Successful improvement in care of patients with Sleep-Breathing Disorder(SBD) with Integrated Sleep Service Model (ISSM)

This abstract has open access
Abstract Description
Abstract ID :
HAC339
Submission Type
Authors (including presenting author) :
Lit MPK, Lee KH, Ng CK, O WH, Chow PS, Wong YH, Mak FT, Chan YH, Chan WMJ
Affiliation :
Respiratory Division, Department of Medicine, Queen Elizabeth Hospital (QEH)
Introduction :
SBD especially patient with Obstructive Sleep Apnoeas (OSA) is common in HK. The prevalence rate amongst middle-aged Chinese men and women was 9% and 3.7% in community respectively.

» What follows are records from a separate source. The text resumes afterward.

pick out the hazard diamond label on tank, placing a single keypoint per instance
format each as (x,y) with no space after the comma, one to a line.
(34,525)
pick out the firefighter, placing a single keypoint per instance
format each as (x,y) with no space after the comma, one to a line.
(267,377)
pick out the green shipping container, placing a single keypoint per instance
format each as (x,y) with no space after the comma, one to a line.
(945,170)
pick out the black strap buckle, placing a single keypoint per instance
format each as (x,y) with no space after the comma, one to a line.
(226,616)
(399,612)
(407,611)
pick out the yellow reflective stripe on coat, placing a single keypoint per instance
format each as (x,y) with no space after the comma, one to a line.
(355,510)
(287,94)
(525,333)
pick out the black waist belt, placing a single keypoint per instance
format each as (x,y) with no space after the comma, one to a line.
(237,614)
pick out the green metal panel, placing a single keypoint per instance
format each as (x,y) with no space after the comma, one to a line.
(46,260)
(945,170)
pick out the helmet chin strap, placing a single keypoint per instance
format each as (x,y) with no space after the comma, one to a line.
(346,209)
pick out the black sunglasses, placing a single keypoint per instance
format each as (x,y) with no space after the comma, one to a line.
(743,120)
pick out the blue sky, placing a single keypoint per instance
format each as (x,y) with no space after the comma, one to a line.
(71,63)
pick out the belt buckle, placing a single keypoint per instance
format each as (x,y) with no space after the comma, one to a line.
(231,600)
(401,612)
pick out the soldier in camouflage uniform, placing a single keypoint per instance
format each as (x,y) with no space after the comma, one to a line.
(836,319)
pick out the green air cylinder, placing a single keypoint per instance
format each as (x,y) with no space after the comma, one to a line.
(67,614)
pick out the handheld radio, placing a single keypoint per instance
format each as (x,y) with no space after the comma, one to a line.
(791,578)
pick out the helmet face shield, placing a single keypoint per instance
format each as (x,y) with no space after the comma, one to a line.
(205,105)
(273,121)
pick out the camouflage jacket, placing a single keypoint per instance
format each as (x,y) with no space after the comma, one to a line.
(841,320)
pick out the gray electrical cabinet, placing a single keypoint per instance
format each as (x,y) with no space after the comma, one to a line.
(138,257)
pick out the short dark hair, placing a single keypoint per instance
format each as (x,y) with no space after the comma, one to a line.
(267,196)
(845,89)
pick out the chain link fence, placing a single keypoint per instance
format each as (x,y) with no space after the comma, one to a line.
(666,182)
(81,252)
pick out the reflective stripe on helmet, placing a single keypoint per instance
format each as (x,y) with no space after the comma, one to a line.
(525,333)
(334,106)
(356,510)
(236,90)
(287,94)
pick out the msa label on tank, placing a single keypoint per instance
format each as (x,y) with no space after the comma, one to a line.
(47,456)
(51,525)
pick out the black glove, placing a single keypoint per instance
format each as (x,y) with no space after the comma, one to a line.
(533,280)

Polysomnography (PSG) is the gold standard diagnostic test while Continuous Positive Airway Pressure (CPAP) therapy is the corner stone treatment for OSA. However, the demand –supply imbalance causes long waiting time and waiting list for the diagnostic tests in QEH. An ISSM was implemented for better service arrangement.
Objectives :
1. Increase accessibility of sleep diagnostic tests to patients
2. Decrease long waiting time of sleep diagnostic tests
3. Optimize treatment outcome
4. Improve accuracy of the tests.
Methodology :
ISSM was commenced since 1st October, 2022. It is an inter-hospital collaboration programme between Wong Tai Sin Hospital (WTSH) and Queen Elizabeth hospital (QEH). Service model with 4 beds 4 nights; In- laboratory tests (In-Lab) (75%) + home study (25%) would be adopted in Kowloon Central Cluster targeting to provide 700 supervised In-Lab tests at WTSH, 380 home studies at QEH, 200 nurse clinic sessions and 680 new and 2,260 follow-up attendances to doctor’s out-patient clinic through collaboration between QEH and WTSH annually.
The programme includes cross -hospital appointment booking, manual scoring for sleep studies, CPAP educational provision, compliance monitoring and integrated medical and nurse clinics for better patient management. The inter-hospital sleep services workflow and logistic including triage criteria, treatment priority and category standardization between WTSH & QEH were formulated. A new service of home studies included 2 consecutive nights for tele-monitoring of auto-CPAP (ACPAP) titration. Pressure parameter adjustment will be performed through web cloud. Phone follow-up by respiratory nurses after first night of ACPAP titration to confirm the progress and tackle the problems if necessary.
Result & Outcome :
It was a preliminary 4-month’s review from October, 2022 to Jan, 2023. There were 237 patients were triaged to WTSH for supervised tests whereas 294 patients to QEH for HSAT respectively. A total of 35 patients refused to perform the tests at WTSH and preferred in QEH. The average waiting time of urgent in-lab PSG were improved with 70% (10 vs 3 weeks) and urgent CPAP with 50% (8 vs 4 weeks) at QEH. The mean waiting time of elective in-lab PSG were markedly reduced 85% (165 vs. 24 weeks). The success rate of home studies was 98.6%. Only 1 patient failed ACPAP and 4 patients with ACPAP tolerance were improved after tele-monitoring with phone follow-up
Conclusion
The ISSM programme markedly shorten the waiting queue of urgent and elective In-Lab PSG and urgent CPAP. Home studies including home-PSG & ACPAP also play a significant role in waiting time reduction. A long-term outcome review in various aspects will be explored afterwards.